Thank you for your feedback.

I am fine with an algorithm that checks for a perfect square or finds the square root using Gold-level algorithms as well. If there is any way to achieve this purpose using an algorithm that’s \le \log X time, please let me know. For instance (if applicable), note that you can explain an algorithm that uses a range query data structure or some kind of tree to narrow in on the square root in exactly \log X time.

Does long double in C++ exceed the max limit of long long? How can a datatype allow both a 64-bit number after the decimal point and an infinitesimal number before the decimal point?

Also, I think there may be nuances to this part of my code.

        if(x > l/max(a,b)) // are x1*x or y1*x out of bounds
            break;
        if(y > l/max(b*d,a)) // are x2*y or y2*y out of bounds
            break;
        if(x1*x + x2*y < x1*x) // is x1*x + x2*y out of bounds
            break;
        if(y1*x + y2*y < y1*x) // is y1*x + y2*y out of bounds
            break;

Is x_1\cdot x + x_2\cdot y < x_1\cdot x always sufficient to check if x_1\cdot x + x_2\cdot y is out of bounds, or do I need \le x_1\cdot x? Is it true that long longs cycle back to negative integers upon overflow, or does it continue using nonnegative integers? Can I use, for example, x_1\cdot x + x_2\cdot y < 0 to achieve my purpose? Please explain any sensitive scenarios I might need to consider.

Isn’t it already \log X?

Yes.

It doesn’t. If it overflows LL range the value might not be represented exactly. (But I think it still suffices?)

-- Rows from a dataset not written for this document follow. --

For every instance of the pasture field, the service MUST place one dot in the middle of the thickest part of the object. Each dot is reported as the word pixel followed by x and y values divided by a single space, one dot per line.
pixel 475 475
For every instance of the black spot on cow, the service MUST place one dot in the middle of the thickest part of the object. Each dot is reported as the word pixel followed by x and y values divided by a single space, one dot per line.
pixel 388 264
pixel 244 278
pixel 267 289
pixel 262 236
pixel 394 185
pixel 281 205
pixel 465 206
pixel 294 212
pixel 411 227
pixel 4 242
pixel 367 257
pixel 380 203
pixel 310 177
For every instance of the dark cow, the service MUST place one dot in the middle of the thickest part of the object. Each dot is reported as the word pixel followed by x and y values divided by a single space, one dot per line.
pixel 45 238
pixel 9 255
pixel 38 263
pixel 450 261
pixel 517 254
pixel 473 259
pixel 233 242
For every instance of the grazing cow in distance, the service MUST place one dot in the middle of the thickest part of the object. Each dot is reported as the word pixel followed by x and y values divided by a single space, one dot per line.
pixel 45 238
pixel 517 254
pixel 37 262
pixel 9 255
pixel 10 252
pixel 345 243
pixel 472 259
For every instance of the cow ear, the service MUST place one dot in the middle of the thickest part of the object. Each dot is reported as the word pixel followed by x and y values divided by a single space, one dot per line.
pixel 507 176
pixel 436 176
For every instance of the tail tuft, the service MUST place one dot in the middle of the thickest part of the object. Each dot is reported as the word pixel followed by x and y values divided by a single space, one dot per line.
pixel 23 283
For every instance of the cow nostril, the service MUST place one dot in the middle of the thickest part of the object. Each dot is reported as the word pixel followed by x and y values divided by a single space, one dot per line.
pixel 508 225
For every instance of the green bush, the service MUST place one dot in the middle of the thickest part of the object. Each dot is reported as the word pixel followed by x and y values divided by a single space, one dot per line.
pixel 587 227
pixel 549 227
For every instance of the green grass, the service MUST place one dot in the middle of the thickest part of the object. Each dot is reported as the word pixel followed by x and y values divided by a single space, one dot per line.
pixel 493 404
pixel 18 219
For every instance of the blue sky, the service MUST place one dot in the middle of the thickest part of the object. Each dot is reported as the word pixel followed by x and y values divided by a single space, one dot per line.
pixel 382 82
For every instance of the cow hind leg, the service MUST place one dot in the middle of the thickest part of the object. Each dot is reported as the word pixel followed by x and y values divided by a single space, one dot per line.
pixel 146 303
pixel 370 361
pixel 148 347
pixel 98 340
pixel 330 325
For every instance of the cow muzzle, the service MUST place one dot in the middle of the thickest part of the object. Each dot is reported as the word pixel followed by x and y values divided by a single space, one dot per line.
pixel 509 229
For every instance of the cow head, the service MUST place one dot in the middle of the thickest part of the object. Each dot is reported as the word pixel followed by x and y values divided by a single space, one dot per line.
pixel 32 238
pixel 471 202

Seems that signed integer overflow is undefined in C++, so I think it’s not guaranteed to work? Though these may very well work correctly (I think it depends on the compiler that you’re using).

Another thing you could try is converting to uint64_t or __int128 ex.

int main() {
	using ul = uint64_t;
	ll a = 1LL<<62;
	ll b = 1LL<<62;
	if ((ul)a+(ul)b > (ul)LLONG_MAX) cout << "OVERFLOW";
}

Yes, it is. I just wanted to know if there was a more elegant method. Binary search is rather standard, and I’m eager to understand how some of the Gold concepts can be used to find the square root in \le \log X time. For instance (if applicable), I would appreciate learning an algorithm that uses a range query data structure or some kind of tree to narrow in on the square root in logarithmic time.

Thanks for your clarifications about long double and signed integer overflow. I didn’t know larger datatypes existed or that there was a different way to check for overflow. Thanks!